How does ft/h compare to the speed of a melting iceberg?
Icebergs drift with ocean currents at roughly 0.5–1 km/day, equivalent to about 55–110 ft/h. Calving glaciers can lurch forward at thousands of ft/h during surge events. The famous 2017 calving of iceberg A-68 from the Larsen C ice shelf happened over a period of days — so its "speed" of separation was only a few ft/h at most.
Why would anyone use ft/h instead of just saying inches per day?
It depends on the magnitude. 1 ft/h = 24 ft/day = 288 in/day — for something moving a few feet per hour, inches per day becomes a large awkward number. Conversely, for very slow movement (0.01 ft/h = 2.88 in/day), in/day gives a cleaner number. Engineers choose whichever unit gives a value between roughly 1 and 1,000 to minimize leading zeros.
Is there any creature that moves at about 1 ft/h?
Sea stars (starfish) move at roughly 0.06 m/min, which is about 11.8 ft/h — surprisingly fast. Coral polyps and sea anemones are essentially sessile but can contract at a few mm/min. Some fungi extend their hyphal tips at 1–4 mm/h — about 0.003–0.013 ft/h. Slime molds (Physarum polycephalum), often used in computing research, can advance at up to 4 cm/h (about 1.3 ft/h).
Foot per Second – Frequently Asked Questions
How fast does a golf ball come off the clubface in ft/s?
A professional golfer's driver launches the ball at roughly 250 ft/s (170 mph). An amateur averages about 190–220 ft/s. The PGA Tour record ball speed is around 330 ft/s (225 mph), set by long-drive competitors using specialised equipment. For comparison, a tennis serve reaches about 180 ft/s and a baseball pitch about 150 ft/s — making a driven golf ball one of the fastest objects in non-motorised sport.
How fast does a skydiver fall in ft/s?
A skydiver in a stable spread-eagle position reaches terminal velocity at approximately 120 mph (176 ft/s) after about 10 seconds of freefall. In a head-down dive position, terminal velocity can reach 200+ mph (293+ ft/s). With a deployed parachute, descent slows to about 10–17 ft/s (7–12 mph) for a safe landing.
Why do aircraft measure vertical speed in ft/min instead of ft/s?
Vertical speed indicators in aircraft (VSI) use feet per minute because typical climb and descent rates produce sensible numbers — a commercial aircraft climbs at 1,500–2,500 ft/min, and descends at 300–500 ft/min for approach. In ft/s these would be 25–42 and 5–8 respectively — workable, but ft/min produces rounder pilot-friendly numbers for the ranges encountered.
What is a foot per second squared and why does it matter?
Foot per second squared (ft/s²) is the imperial unit of acceleration. Standard gravitational acceleration is 32.174 ft/s² — meaning a falling object gains 32 ft/s of speed every second. This is used in US aerospace and artillery calculations. Engineers must be careful not to confuse ft/s (speed) with ft/s² (acceleration), as the units look similar but represent entirely different physical quantities.

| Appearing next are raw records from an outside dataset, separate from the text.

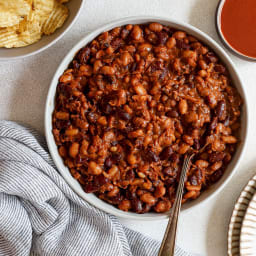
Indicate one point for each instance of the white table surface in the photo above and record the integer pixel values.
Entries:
(24, 85)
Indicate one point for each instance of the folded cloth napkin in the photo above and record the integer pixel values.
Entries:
(41, 215)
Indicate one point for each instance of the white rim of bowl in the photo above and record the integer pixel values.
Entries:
(228, 45)
(84, 41)
(51, 43)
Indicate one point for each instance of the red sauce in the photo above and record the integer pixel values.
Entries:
(238, 25)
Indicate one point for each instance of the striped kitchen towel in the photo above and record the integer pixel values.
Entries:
(41, 215)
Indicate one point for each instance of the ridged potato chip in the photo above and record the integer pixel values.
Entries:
(8, 37)
(56, 19)
(29, 32)
(23, 22)
(43, 7)
(23, 34)
(13, 11)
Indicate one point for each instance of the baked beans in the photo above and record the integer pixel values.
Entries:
(132, 103)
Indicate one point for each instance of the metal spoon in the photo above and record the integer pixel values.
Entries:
(168, 243)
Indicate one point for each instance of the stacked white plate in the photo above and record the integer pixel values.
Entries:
(242, 227)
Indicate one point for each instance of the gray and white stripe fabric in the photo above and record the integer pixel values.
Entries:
(41, 215)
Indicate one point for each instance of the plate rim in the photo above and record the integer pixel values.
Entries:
(234, 224)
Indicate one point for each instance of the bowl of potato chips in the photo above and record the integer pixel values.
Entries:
(28, 27)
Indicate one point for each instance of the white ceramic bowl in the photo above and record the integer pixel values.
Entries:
(74, 7)
(91, 198)
(222, 37)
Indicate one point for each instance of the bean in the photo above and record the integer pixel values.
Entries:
(160, 191)
(202, 164)
(147, 185)
(102, 120)
(97, 65)
(126, 58)
(113, 192)
(62, 115)
(229, 139)
(171, 42)
(140, 90)
(131, 158)
(216, 157)
(183, 148)
(155, 27)
(220, 110)
(163, 206)
(63, 151)
(136, 33)
(125, 205)
(202, 64)
(145, 47)
(179, 35)
(66, 78)
(94, 168)
(74, 149)
(137, 205)
(216, 166)
(183, 106)
(107, 70)
(202, 73)
(188, 139)
(173, 114)
(148, 199)
(113, 171)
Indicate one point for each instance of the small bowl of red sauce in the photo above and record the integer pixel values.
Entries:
(236, 25)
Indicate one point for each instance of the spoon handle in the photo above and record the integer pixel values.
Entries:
(168, 243)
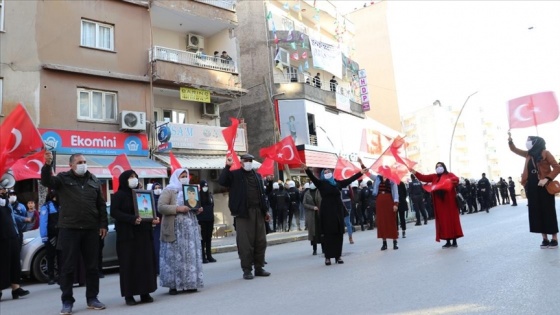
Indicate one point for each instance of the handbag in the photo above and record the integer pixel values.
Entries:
(553, 187)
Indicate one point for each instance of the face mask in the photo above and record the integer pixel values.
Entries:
(81, 169)
(133, 182)
(247, 166)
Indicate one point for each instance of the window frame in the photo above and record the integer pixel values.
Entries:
(104, 94)
(97, 44)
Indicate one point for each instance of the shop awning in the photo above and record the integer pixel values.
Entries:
(200, 162)
(97, 165)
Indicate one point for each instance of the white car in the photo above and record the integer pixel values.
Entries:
(34, 254)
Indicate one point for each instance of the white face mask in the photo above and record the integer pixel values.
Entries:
(247, 166)
(133, 182)
(81, 169)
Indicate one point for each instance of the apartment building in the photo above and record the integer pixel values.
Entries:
(107, 77)
(290, 52)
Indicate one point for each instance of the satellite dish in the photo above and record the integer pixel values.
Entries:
(8, 180)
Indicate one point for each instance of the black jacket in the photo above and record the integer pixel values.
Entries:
(237, 185)
(81, 202)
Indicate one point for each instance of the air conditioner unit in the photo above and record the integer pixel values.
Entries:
(210, 110)
(132, 121)
(195, 41)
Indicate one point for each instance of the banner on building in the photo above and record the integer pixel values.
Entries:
(326, 57)
(196, 95)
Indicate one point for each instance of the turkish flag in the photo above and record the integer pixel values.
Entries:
(284, 152)
(344, 169)
(230, 133)
(29, 167)
(19, 138)
(532, 110)
(267, 167)
(175, 165)
(119, 165)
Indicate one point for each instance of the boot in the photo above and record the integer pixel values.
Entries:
(384, 247)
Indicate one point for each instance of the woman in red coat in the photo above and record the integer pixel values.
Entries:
(446, 212)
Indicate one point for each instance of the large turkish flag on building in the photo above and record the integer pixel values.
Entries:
(19, 137)
(532, 110)
(284, 152)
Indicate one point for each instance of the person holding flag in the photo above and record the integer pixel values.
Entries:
(446, 212)
(540, 168)
(332, 210)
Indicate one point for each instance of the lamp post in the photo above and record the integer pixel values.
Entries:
(455, 126)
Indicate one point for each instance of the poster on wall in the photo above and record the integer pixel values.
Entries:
(293, 121)
(326, 56)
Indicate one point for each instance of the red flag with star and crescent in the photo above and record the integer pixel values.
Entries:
(230, 133)
(119, 165)
(532, 110)
(29, 166)
(283, 152)
(344, 169)
(19, 138)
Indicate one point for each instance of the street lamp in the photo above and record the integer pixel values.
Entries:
(455, 126)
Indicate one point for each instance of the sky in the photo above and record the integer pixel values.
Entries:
(447, 50)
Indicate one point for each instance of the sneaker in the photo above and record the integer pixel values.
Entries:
(66, 308)
(95, 304)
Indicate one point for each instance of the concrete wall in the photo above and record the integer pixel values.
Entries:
(373, 53)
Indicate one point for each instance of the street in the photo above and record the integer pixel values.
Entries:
(498, 268)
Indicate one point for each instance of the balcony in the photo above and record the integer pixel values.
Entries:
(224, 4)
(175, 68)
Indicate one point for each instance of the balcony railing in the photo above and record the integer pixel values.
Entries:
(192, 59)
(224, 4)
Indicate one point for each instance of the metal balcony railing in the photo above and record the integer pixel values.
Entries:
(224, 4)
(192, 59)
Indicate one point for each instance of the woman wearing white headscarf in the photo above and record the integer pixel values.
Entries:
(180, 253)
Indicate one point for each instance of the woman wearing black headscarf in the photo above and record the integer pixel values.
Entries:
(444, 199)
(135, 248)
(540, 169)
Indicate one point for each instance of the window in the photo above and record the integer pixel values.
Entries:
(175, 116)
(97, 105)
(1, 19)
(97, 35)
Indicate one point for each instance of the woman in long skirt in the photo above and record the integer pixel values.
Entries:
(181, 252)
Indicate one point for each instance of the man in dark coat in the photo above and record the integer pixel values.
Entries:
(247, 203)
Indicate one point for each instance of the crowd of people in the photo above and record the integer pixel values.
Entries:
(176, 242)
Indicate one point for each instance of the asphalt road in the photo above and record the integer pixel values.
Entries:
(498, 268)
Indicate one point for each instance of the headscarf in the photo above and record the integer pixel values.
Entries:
(330, 181)
(123, 181)
(538, 146)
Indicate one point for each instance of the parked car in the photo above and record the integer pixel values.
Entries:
(34, 254)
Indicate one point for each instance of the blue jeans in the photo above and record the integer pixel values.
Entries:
(348, 225)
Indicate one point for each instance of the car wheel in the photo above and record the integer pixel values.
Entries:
(39, 266)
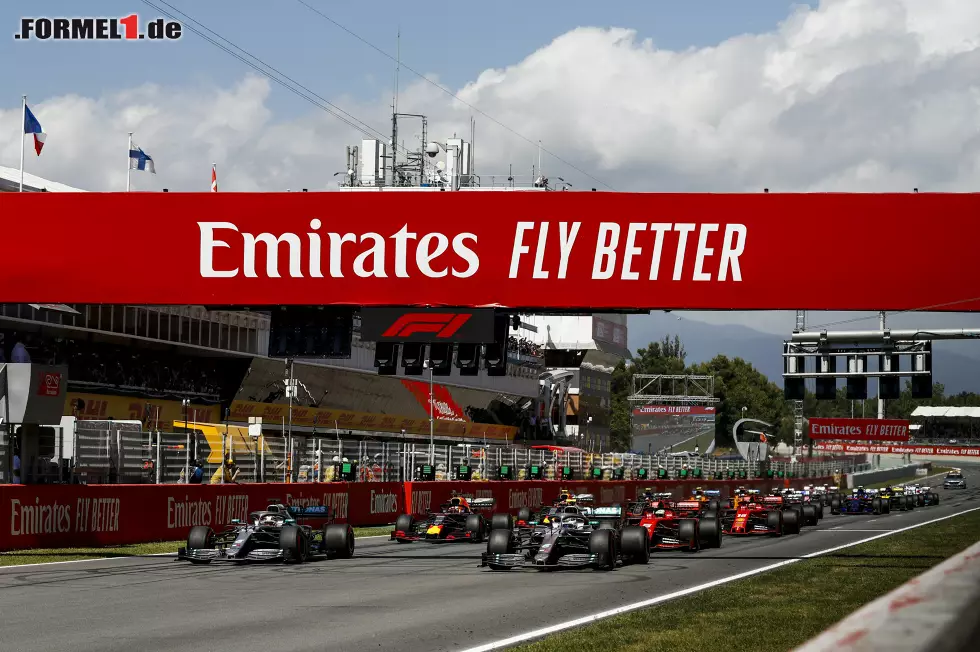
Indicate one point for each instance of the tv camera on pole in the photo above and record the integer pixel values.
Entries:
(845, 354)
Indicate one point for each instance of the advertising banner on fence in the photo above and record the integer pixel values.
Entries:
(952, 451)
(860, 429)
(594, 250)
(50, 516)
(447, 422)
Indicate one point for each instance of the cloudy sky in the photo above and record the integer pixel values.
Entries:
(841, 95)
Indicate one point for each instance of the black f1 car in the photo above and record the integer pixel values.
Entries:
(590, 538)
(271, 535)
(458, 520)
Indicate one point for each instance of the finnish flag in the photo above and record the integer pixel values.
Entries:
(140, 160)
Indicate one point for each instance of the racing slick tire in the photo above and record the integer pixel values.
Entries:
(501, 522)
(774, 521)
(603, 543)
(476, 526)
(404, 523)
(809, 515)
(294, 544)
(200, 537)
(710, 531)
(791, 522)
(500, 542)
(688, 530)
(635, 545)
(338, 540)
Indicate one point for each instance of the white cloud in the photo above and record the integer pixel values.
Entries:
(858, 95)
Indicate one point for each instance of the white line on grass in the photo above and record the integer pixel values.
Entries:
(585, 620)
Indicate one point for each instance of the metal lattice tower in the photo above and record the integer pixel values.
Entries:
(798, 405)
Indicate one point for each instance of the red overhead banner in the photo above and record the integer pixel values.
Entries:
(590, 250)
(869, 429)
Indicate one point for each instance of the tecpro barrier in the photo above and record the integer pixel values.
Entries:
(54, 516)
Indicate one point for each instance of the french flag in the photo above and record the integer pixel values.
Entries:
(32, 126)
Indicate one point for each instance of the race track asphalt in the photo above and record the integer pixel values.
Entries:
(389, 597)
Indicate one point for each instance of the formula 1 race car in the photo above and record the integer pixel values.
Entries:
(672, 525)
(569, 540)
(458, 520)
(954, 480)
(861, 501)
(754, 514)
(924, 496)
(898, 499)
(271, 535)
(808, 513)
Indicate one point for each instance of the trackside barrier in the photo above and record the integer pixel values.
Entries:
(54, 516)
(935, 611)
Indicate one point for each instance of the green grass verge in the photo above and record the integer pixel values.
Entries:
(936, 470)
(786, 607)
(40, 556)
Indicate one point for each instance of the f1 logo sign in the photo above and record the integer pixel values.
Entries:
(50, 384)
(443, 324)
(471, 326)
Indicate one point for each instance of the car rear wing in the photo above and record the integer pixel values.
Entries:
(687, 505)
(308, 511)
(606, 513)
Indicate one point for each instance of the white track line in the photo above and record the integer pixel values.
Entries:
(117, 558)
(585, 620)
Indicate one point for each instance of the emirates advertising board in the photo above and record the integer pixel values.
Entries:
(590, 250)
(659, 426)
(895, 430)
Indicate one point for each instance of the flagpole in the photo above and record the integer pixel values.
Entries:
(23, 121)
(129, 162)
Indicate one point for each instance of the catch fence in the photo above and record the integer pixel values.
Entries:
(135, 457)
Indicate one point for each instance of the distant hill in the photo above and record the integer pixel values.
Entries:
(955, 364)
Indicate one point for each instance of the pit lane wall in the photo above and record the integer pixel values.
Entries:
(55, 516)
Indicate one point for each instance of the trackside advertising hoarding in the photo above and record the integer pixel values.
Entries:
(859, 429)
(586, 250)
(951, 451)
(49, 516)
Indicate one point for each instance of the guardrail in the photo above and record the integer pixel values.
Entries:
(50, 516)
(134, 457)
(862, 478)
(935, 611)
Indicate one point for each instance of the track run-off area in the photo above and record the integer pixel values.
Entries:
(389, 596)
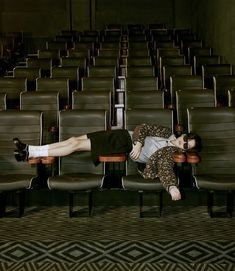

How does ft/s relate to the knot?
One knot is approximately 1.6878 ft/s (or 1 nautical mile per hour). This means 100 knots is about 169 ft/s. Aircraft airspeed is measured in knots by international convention, but US military aircraft radar tracks and some engineering documents also express speeds in ft/s for compatibility with imperial-unit weapon system specifications.